THE FREE-TO-PLAY GAME COMMODITY
Summary
Over the last couple of years the free-to-play digital game has become a real phenomenon in the games industry; game publishers are releasing their games for free, without consumers necessarily paying for it. The concept of a free-to-play game has a different business model than the more traditional digital game, which also results in a different game commodity. This thesis investigates the shift from a traditional flat-fee or monthly subscription game commodity, towards a free-to-play game commodity. By exploring the shift towards a free-to-play game commodity, from a political economy approach, this thesis critically engages with its industry structures, business models, production and game design.

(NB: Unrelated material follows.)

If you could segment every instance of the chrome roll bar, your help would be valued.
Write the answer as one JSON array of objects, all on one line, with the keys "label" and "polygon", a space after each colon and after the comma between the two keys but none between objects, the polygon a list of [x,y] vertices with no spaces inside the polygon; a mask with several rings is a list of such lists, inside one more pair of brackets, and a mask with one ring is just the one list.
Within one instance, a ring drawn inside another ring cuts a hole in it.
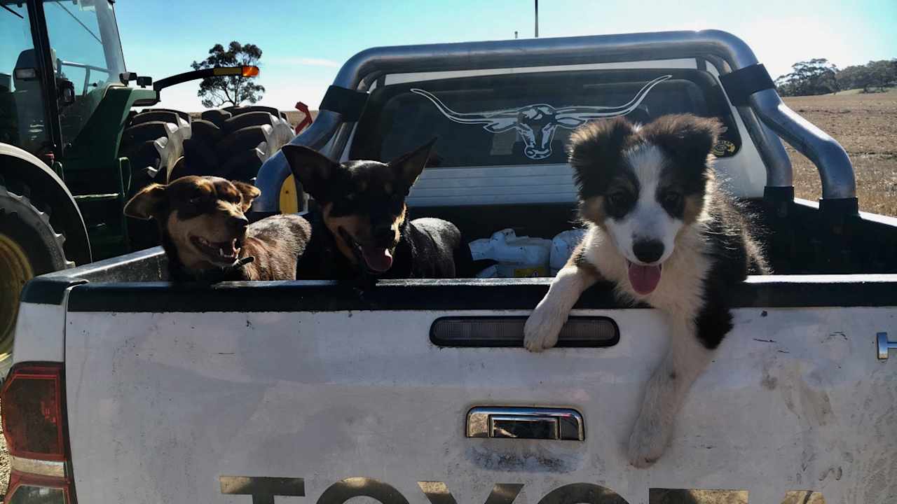
[{"label": "chrome roll bar", "polygon": [[[756,65],[751,48],[737,37],[717,30],[661,31],[588,37],[528,39],[372,48],[352,56],[340,68],[334,85],[366,90],[387,74],[515,68],[705,57],[721,74]],[[790,187],[791,163],[779,136],[813,161],[823,181],[823,200],[852,199],[856,196],[853,167],[846,152],[831,136],[788,109],[775,90],[750,96],[749,107],[738,107],[748,135],[766,166],[767,187]],[[345,124],[341,114],[321,110],[314,123],[291,141],[321,150]],[[325,152],[338,155],[348,125],[339,141]],[[778,135],[778,136],[777,136]],[[267,160],[256,185],[262,190],[256,212],[275,213],[280,188],[291,171],[283,153]]]}]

This thesis is divided in three levels of analysis, it will start with a macro approach and look at the overarching level of freeconomics in digital culture, thereafter it will zoom into digital game production and free-to-play game production, and finally, it will take a micro approach and investigate free-to-play game design. Taken together, these three levels will critically analyze the free-to-play commodity form a political economy perspective. Compared to the traditional digital game commodity, this thesis will show how the free-to-play commodity uses audience labor to add surplus value and, in some form, control the monetization process through an extensive focus on post-development. It is therefore argued that the free-to-play game commodity embodies new forces of production, design and consumption in the games industry, and is a clear attempt of capital to force itself beyond its limits to commodify digital games with a new scope and intensity.